Das mit seinen vielen kunstvoll bemalten Häusern so beschaulich wirkende Oberammergau sitzt auf zwölf Millionen Euro Schulden. Sehr viel für ein Dorf, aber üblicherweise kein sonderlicher Aufreger vor Ort. Der Grund ist simpel: „Prinzipiell lebt die Gemeinde zehn Jahre von den Passionseinnahmen. Dann sind neue Spiele. Sie bringen das Geld für die nächsten zehn Jahre“, beschreibt Bürgermeister Nunn das Wirtschaften. Seine Idee sei dieses Haushaltssystem aber nicht. Er habe es zu seinem Erstaunen bereits vorgefunden, als ihn die Bürger vor zwölf Jahren in sein Amt gewählt hätten.

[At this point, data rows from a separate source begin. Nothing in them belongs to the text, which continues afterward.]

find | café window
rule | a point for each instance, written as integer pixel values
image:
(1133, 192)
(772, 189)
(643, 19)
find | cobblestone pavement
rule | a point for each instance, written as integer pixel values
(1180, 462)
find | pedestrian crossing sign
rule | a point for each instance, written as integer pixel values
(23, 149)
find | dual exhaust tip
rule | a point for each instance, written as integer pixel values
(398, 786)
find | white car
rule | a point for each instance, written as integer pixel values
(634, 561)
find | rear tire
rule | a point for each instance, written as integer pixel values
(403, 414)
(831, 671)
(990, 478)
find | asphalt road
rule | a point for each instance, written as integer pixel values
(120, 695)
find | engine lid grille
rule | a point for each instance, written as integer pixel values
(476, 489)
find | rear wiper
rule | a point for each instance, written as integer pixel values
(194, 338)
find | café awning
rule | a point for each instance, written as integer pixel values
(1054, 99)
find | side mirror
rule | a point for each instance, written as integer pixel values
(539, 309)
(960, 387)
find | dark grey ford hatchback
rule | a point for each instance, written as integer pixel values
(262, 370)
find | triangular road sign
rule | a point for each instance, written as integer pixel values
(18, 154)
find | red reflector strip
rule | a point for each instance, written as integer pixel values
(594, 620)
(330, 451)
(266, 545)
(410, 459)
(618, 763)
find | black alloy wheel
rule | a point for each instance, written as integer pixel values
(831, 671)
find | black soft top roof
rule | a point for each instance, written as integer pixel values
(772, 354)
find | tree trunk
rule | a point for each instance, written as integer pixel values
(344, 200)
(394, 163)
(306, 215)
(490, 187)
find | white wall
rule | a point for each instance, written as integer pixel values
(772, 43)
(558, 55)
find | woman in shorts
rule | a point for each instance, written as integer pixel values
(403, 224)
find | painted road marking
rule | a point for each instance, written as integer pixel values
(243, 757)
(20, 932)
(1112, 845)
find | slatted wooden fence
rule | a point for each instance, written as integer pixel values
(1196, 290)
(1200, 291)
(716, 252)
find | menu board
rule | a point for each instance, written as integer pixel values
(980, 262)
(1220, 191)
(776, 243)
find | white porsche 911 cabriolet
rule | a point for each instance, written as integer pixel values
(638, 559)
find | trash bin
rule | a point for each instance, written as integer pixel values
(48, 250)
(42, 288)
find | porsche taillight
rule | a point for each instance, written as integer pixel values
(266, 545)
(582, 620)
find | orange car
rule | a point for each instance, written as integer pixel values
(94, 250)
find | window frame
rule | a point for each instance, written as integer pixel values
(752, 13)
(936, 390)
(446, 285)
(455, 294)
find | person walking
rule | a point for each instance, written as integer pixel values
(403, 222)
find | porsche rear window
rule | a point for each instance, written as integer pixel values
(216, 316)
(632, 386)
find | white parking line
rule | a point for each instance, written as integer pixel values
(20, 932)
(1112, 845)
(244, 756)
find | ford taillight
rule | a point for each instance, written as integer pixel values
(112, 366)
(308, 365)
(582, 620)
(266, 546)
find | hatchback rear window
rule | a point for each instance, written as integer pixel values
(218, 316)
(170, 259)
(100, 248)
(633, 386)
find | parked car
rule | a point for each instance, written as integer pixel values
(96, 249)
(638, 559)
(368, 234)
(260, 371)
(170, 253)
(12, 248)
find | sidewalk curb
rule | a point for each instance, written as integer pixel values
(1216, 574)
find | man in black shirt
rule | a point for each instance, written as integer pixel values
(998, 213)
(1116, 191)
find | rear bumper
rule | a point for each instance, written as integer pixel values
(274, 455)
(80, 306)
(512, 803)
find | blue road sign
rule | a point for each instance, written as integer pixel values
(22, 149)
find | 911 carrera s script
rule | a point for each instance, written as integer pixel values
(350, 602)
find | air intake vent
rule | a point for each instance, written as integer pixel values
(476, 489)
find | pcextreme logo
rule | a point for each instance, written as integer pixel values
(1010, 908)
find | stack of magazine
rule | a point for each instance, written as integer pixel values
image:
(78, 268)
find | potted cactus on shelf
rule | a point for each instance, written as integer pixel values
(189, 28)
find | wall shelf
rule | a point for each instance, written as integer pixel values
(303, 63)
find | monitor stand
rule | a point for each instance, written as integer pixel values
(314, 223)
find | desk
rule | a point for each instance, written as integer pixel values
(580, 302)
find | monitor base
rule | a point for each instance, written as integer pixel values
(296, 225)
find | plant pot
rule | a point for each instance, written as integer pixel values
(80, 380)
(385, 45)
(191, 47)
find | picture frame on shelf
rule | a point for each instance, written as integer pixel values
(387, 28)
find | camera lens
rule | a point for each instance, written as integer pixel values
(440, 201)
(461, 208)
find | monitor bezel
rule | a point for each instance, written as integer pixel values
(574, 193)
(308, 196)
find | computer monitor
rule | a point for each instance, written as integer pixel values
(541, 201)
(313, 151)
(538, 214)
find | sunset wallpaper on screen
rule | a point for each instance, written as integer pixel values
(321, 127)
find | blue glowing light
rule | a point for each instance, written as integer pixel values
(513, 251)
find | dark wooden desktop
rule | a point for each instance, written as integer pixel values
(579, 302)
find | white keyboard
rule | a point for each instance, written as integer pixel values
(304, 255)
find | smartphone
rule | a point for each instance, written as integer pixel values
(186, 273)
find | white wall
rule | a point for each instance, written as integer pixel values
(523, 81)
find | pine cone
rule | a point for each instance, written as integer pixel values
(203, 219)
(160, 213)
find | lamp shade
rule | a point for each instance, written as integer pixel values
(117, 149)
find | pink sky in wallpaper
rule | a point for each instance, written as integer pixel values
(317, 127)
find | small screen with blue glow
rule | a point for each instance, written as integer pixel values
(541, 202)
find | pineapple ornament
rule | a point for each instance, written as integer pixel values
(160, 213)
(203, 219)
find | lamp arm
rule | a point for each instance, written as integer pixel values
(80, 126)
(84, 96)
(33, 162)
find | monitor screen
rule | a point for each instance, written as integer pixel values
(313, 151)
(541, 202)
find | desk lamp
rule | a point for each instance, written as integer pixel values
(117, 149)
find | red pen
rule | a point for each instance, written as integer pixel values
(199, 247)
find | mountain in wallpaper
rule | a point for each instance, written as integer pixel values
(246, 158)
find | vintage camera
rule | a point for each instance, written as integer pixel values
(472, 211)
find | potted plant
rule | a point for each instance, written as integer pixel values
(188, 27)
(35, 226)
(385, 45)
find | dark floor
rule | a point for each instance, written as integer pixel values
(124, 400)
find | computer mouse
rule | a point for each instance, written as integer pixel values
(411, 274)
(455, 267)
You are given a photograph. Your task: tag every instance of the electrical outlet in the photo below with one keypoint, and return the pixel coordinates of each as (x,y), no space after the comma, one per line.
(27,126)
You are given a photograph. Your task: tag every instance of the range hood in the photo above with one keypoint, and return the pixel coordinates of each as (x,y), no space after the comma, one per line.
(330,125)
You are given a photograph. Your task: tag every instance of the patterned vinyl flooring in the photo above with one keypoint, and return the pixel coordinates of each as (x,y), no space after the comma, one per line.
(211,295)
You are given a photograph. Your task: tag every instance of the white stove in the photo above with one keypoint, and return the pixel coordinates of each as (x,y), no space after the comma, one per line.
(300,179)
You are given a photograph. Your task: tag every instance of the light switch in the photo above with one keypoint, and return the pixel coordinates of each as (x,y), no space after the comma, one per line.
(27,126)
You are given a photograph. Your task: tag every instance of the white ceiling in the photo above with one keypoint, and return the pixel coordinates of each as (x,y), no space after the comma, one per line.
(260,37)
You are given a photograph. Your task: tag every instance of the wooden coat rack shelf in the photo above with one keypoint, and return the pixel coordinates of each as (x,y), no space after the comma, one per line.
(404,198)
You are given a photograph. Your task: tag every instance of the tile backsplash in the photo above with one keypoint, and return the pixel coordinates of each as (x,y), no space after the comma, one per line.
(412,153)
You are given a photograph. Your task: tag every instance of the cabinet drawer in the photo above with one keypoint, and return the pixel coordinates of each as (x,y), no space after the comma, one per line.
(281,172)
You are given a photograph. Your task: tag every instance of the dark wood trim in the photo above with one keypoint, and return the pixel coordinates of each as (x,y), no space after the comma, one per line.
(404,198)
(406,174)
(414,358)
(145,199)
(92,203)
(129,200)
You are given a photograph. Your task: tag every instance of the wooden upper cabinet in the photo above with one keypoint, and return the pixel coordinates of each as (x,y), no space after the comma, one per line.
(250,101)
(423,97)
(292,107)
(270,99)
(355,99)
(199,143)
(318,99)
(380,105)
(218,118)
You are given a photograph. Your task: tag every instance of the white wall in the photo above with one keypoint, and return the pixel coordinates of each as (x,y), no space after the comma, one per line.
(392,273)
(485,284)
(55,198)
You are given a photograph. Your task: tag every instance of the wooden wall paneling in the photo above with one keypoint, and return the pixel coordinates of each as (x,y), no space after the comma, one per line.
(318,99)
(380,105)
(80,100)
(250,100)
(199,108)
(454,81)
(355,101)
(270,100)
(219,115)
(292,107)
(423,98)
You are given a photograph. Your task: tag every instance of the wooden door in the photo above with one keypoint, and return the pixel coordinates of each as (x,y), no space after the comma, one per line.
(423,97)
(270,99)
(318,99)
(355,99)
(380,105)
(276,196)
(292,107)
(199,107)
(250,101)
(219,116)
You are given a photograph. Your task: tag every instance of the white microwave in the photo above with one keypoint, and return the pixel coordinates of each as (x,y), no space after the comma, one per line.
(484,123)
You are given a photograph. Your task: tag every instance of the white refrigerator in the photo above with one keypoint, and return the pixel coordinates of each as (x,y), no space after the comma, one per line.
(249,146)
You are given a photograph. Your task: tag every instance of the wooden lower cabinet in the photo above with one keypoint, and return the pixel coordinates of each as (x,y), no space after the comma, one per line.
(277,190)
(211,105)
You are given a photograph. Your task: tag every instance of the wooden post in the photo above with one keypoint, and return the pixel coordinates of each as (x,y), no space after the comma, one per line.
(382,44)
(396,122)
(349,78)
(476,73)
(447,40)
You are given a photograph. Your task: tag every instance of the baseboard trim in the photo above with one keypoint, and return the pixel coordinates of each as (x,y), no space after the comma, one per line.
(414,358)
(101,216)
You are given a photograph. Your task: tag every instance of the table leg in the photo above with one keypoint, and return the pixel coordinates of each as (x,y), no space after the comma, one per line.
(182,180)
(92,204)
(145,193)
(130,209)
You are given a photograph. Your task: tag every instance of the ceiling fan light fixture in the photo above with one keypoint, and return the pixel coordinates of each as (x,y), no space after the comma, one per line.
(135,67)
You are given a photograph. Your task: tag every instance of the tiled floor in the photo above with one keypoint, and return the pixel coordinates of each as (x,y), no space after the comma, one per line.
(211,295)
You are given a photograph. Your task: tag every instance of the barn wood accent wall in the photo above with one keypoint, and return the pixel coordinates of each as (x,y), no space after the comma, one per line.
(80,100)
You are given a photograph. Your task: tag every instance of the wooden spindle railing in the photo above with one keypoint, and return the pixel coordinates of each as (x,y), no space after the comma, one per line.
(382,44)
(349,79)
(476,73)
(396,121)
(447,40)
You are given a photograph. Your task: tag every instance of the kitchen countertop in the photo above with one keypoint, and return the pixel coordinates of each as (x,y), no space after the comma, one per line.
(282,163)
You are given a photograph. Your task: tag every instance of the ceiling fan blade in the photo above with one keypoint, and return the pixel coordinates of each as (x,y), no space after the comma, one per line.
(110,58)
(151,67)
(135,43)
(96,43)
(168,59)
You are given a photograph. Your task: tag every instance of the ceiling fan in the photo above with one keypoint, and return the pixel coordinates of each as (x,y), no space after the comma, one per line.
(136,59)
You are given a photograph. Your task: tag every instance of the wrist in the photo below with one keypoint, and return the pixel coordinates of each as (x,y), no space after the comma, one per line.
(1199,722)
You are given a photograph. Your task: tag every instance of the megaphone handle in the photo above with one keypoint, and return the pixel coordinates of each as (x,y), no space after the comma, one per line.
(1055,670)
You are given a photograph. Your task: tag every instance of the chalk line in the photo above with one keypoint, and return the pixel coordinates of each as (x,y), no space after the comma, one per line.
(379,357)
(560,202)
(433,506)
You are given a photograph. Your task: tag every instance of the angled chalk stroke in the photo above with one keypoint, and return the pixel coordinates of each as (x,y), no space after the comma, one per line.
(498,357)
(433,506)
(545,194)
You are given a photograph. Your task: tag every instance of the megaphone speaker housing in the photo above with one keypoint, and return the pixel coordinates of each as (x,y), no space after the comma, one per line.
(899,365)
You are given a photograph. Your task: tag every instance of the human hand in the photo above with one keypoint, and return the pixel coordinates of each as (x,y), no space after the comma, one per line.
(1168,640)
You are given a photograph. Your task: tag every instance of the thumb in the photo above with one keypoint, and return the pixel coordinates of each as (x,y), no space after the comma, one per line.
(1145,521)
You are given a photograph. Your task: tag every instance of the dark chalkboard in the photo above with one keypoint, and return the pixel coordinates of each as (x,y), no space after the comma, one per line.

Offenbar ein System mit langer Tradition – und damit passend zur Passion. Sie geht auf das Jahr 1633 zurück. Der 30-jährige Krieg tobte. Söldner bewegten sich kreuz und quer durch Europa. Sie schleppten die Pest ein, den damals gefürchteten Schwarzen Tod. Die durch ein Bakterium ausgelöste Infektionskrankheit erreichte auch Oberammergau.
Laut der Kirchenbücher starben innerhalb weniger Wochen 84 Menschen. Der christlich-katholische Glauben war jedoch noch groß. Also legte der Dorfvorstand ein Gelübde ab: Würden die himmlischen Mächte helfen, verpflichte sich Oberammergau, alle zehn Jahre als Dank die Passion nachzuspielen. Die Legende will, dass nach dem Schwur niemand mehr im Ort starb.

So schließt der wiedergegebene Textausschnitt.